With South Africa facing possible “grey listing” by the Financial Action Task Force (FATF), as a result of its mutual evaluation report of October 2021 and its 40 recommendations aimed at preventing this, and with the Financial Intelligence Centre and National Treasury urgently conducting meetings to ensure this does not materialise with the deadline of October 2022 looming ever closer, we thought it prudent to explain exactly what this means, why this is happening and why it is important. 

R0067_Update Article Illustration- The Potential Effects of South Africa being “grey listed”

Firstly, the FATF is an inter-governmental body that sets international standards aiming to prevent money laundering and terrorist financing and the harm these crimes cause to society. 

The “grey list” or “grey listing” is made up of jurisdictions under increased monitoring, which countries are actively working with the FATF to address strategic deficiencies in their regimes to counter money laundering, terrorist financing, and proliferation financing. When the FATF places a jurisdiction under increased monitoring, it means the country has committed to swiftly resolve the identified strategic deficiencies within agreed timeframes. The above mentioned FATF report found several vulnerabilities and gaps in our attempts to combat money laundering and terrorist financing. This has prompted reviews and deep dives into our current legislation and a rethink into other categories of accountable and reporting institutions to include under FICA’s purview.
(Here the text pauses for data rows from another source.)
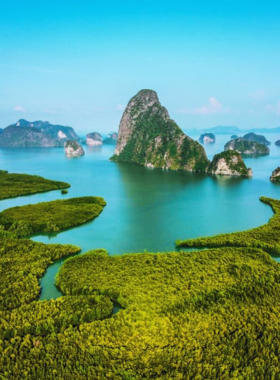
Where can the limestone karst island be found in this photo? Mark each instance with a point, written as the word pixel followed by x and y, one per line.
pixel 139 190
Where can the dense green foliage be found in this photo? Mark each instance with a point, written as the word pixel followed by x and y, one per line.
pixel 22 262
pixel 212 314
pixel 247 147
pixel 50 216
pixel 200 315
pixel 233 160
pixel 266 237
pixel 210 138
pixel 46 317
pixel 157 141
pixel 258 138
pixel 275 177
pixel 14 185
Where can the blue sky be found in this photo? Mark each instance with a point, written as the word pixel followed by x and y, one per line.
pixel 79 62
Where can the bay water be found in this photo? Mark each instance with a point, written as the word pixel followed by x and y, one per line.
pixel 147 209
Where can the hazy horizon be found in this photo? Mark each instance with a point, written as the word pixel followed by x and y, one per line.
pixel 78 64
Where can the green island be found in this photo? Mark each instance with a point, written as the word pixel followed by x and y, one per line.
pixel 51 216
pixel 211 314
pixel 14 185
pixel 266 237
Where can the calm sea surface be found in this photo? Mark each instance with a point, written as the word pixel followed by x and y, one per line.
pixel 146 209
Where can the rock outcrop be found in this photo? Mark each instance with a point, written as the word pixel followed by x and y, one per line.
pixel 111 139
pixel 247 147
pixel 36 134
pixel 229 163
pixel 207 138
pixel 275 176
pixel 16 137
pixel 257 138
pixel 94 139
pixel 147 136
pixel 73 148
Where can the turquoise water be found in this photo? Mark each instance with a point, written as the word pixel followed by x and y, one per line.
pixel 146 209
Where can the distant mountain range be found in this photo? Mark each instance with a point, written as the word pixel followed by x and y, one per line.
pixel 231 130
pixel 36 134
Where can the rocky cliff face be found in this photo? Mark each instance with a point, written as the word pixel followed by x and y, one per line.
pixel 275 177
pixel 207 138
pixel 229 163
pixel 257 138
pixel 73 148
pixel 36 134
pixel 111 139
pixel 247 147
pixel 94 139
pixel 25 137
pixel 147 136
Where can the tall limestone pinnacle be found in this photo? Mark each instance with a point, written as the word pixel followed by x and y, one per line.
pixel 147 136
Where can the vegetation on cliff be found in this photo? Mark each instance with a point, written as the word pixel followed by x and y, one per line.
pixel 275 176
pixel 14 185
pixel 247 147
pixel 38 133
pixel 208 138
pixel 210 314
pixel 258 138
pixel 147 136
pixel 229 163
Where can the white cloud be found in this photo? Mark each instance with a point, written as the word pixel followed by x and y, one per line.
pixel 258 94
pixel 273 108
pixel 19 109
pixel 213 106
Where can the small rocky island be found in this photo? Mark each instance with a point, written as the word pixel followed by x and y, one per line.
pixel 38 133
pixel 257 138
pixel 207 138
pixel 111 139
pixel 229 163
pixel 147 136
pixel 247 147
pixel 73 148
pixel 275 177
pixel 94 139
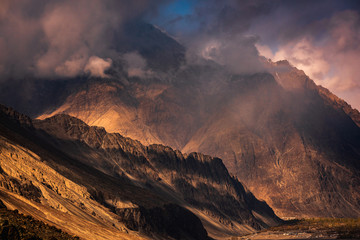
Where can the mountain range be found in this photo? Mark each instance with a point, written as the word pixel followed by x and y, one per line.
pixel 292 143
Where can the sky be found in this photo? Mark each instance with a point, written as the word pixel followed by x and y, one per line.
pixel 64 38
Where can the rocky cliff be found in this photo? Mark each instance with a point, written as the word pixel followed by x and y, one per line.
pixel 62 169
pixel 294 144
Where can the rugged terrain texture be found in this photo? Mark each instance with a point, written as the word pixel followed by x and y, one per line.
pixel 293 143
pixel 16 226
pixel 99 185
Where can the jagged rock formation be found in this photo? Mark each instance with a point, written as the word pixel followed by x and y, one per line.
pixel 62 169
pixel 293 143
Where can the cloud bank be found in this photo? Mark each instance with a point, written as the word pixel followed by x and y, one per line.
pixel 59 38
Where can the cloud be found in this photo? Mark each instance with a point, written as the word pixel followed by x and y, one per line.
pixel 331 60
pixel 97 66
pixel 56 38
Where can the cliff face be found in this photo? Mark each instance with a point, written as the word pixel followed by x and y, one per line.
pixel 62 169
pixel 294 144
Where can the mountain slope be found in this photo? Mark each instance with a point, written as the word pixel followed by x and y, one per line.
pixel 278 132
pixel 61 168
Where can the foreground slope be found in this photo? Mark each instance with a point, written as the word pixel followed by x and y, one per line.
pixel 294 144
pixel 99 185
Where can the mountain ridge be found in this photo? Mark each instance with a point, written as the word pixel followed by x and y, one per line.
pixel 140 176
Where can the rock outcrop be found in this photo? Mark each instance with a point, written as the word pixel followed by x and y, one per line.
pixel 97 180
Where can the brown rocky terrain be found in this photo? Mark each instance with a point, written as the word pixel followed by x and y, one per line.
pixel 292 143
pixel 101 185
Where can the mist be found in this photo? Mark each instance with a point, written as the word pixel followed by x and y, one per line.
pixel 49 39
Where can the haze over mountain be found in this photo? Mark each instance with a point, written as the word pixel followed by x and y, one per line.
pixel 99 185
pixel 293 143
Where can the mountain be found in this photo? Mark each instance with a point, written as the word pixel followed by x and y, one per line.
pixel 100 185
pixel 294 144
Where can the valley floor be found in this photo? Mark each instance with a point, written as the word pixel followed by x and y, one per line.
pixel 315 228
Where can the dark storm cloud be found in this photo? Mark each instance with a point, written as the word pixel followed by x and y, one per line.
pixel 319 37
pixel 58 38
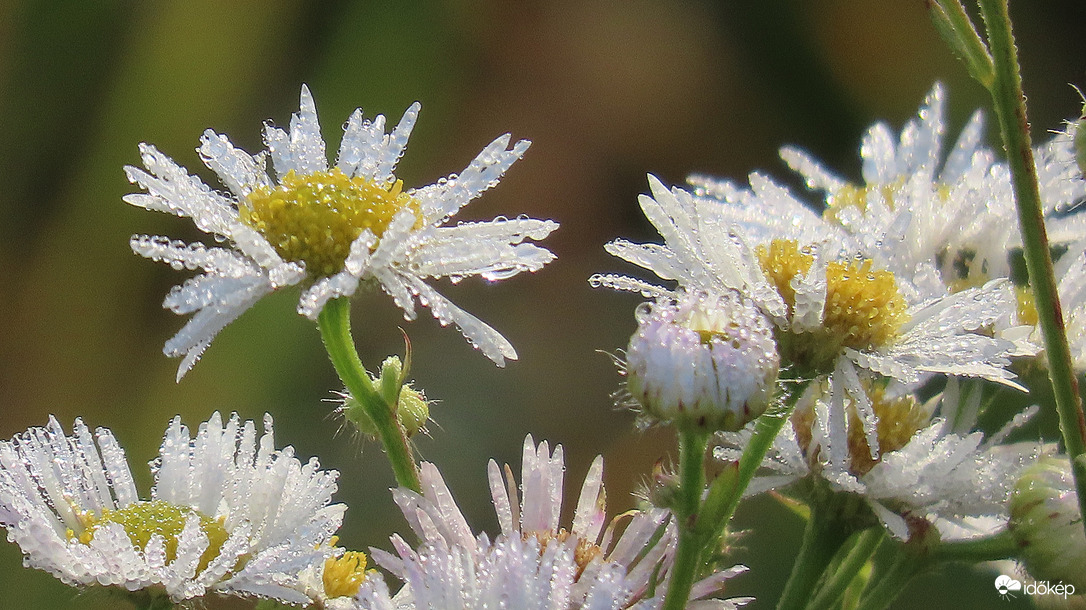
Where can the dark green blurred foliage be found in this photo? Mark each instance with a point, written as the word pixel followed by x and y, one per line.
pixel 605 90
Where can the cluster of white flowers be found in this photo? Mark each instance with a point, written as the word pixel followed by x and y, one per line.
pixel 533 563
pixel 228 512
pixel 905 276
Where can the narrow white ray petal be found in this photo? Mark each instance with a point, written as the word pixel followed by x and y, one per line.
pixel 240 172
pixel 395 143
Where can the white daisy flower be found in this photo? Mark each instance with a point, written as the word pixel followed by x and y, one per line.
pixel 702 361
pixel 534 562
pixel 838 318
pixel 941 221
pixel 228 513
pixel 934 468
pixel 1047 523
pixel 329 228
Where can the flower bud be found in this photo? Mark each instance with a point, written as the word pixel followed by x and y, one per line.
pixel 1046 523
pixel 413 411
pixel 703 360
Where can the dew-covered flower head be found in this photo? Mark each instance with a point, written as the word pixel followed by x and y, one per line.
pixel 926 459
pixel 329 228
pixel 703 360
pixel 534 561
pixel 228 513
pixel 837 315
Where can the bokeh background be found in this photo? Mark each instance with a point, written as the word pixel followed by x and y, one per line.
pixel 606 90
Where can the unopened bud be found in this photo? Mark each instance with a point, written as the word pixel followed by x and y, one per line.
pixel 1046 523
pixel 702 360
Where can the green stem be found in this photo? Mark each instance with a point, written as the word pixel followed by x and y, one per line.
pixel 976 550
pixel 766 428
pixel 892 583
pixel 864 546
pixel 1009 104
pixel 954 24
pixel 824 534
pixel 335 323
pixel 692 446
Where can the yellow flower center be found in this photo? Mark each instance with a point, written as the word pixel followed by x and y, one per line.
pixel 344 574
pixel 583 554
pixel 313 218
pixel 782 261
pixel 850 195
pixel 863 308
pixel 144 519
pixel 899 419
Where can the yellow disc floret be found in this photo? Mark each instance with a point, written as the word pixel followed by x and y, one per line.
pixel 144 519
pixel 583 553
pixel 850 195
pixel 344 574
pixel 863 307
pixel 899 419
pixel 781 262
pixel 314 217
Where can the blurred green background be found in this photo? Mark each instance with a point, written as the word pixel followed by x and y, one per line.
pixel 606 90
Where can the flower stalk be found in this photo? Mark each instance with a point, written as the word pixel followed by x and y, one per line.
pixel 692 445
pixel 826 530
pixel 335 323
pixel 1009 103
pixel 864 546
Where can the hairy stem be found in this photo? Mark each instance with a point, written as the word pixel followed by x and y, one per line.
pixel 692 446
pixel 864 546
pixel 335 322
pixel 1009 102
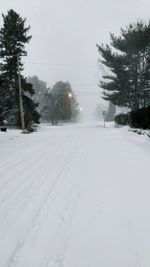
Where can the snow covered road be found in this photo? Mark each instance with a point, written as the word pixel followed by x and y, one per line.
pixel 74 196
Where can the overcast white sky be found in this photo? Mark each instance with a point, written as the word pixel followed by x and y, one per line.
pixel 65 33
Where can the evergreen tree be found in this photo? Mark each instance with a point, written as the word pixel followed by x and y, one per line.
pixel 13 37
pixel 128 60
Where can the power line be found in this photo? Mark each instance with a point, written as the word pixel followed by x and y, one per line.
pixel 60 64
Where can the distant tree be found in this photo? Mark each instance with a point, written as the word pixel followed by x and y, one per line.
pixel 111 112
pixel 128 61
pixel 61 103
pixel 13 37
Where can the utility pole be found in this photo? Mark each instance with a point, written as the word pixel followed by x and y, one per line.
pixel 20 96
pixel 104 116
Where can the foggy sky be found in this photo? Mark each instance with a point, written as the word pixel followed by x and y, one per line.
pixel 65 33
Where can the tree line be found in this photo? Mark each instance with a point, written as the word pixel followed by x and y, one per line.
pixel 59 103
pixel 126 60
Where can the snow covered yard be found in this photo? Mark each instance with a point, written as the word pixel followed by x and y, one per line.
pixel 74 196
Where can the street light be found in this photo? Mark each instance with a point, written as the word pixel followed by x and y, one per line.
pixel 70 95
pixel 104 116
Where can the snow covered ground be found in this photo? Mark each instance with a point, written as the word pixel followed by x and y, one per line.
pixel 74 196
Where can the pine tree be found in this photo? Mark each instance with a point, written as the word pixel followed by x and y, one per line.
pixel 127 59
pixel 13 38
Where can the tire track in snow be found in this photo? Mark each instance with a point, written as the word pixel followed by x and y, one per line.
pixel 12 201
pixel 22 240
A potentially major setback for South Africa, should it become a grey listed country, is the detrimental impact on relationships with banks in other strategic jurisdictions such as the United Kingdom, USA and China as regulatory bodies in these countries may prevent or restrict their banks from transacting with South Africa’s banks, which will have an instrumentally negative impact on our economy, investor relationships and reputational damage, leading to a weakened rand and inflationary pressures.

South Africa’s banks are exposed to a wide variety of financial crime risk indicators, including a proliferation of various financial products and services which can be exploited by money launderers, the rapid speed and volume of transactions, digital and non face-to-face onboarding where there is higher susceptibility for anonymous clients, the prevalence of cash with its inherent difficulty in tracing its potentially illicit source/s, complex company structures where beneficial ownership is unclear and used by money launderers to hide the true ownership of an entity as well as prominent and politically exposed clients, where sources of funds for transactions may derive from corruption related scandals and public funds.

Although South Africa’s anti-money laundering and counter financing of terrorism laws are robust, it is in the implementation as well as the policing, prosecuting, and asset forfeiture where grey listing may be inevitable.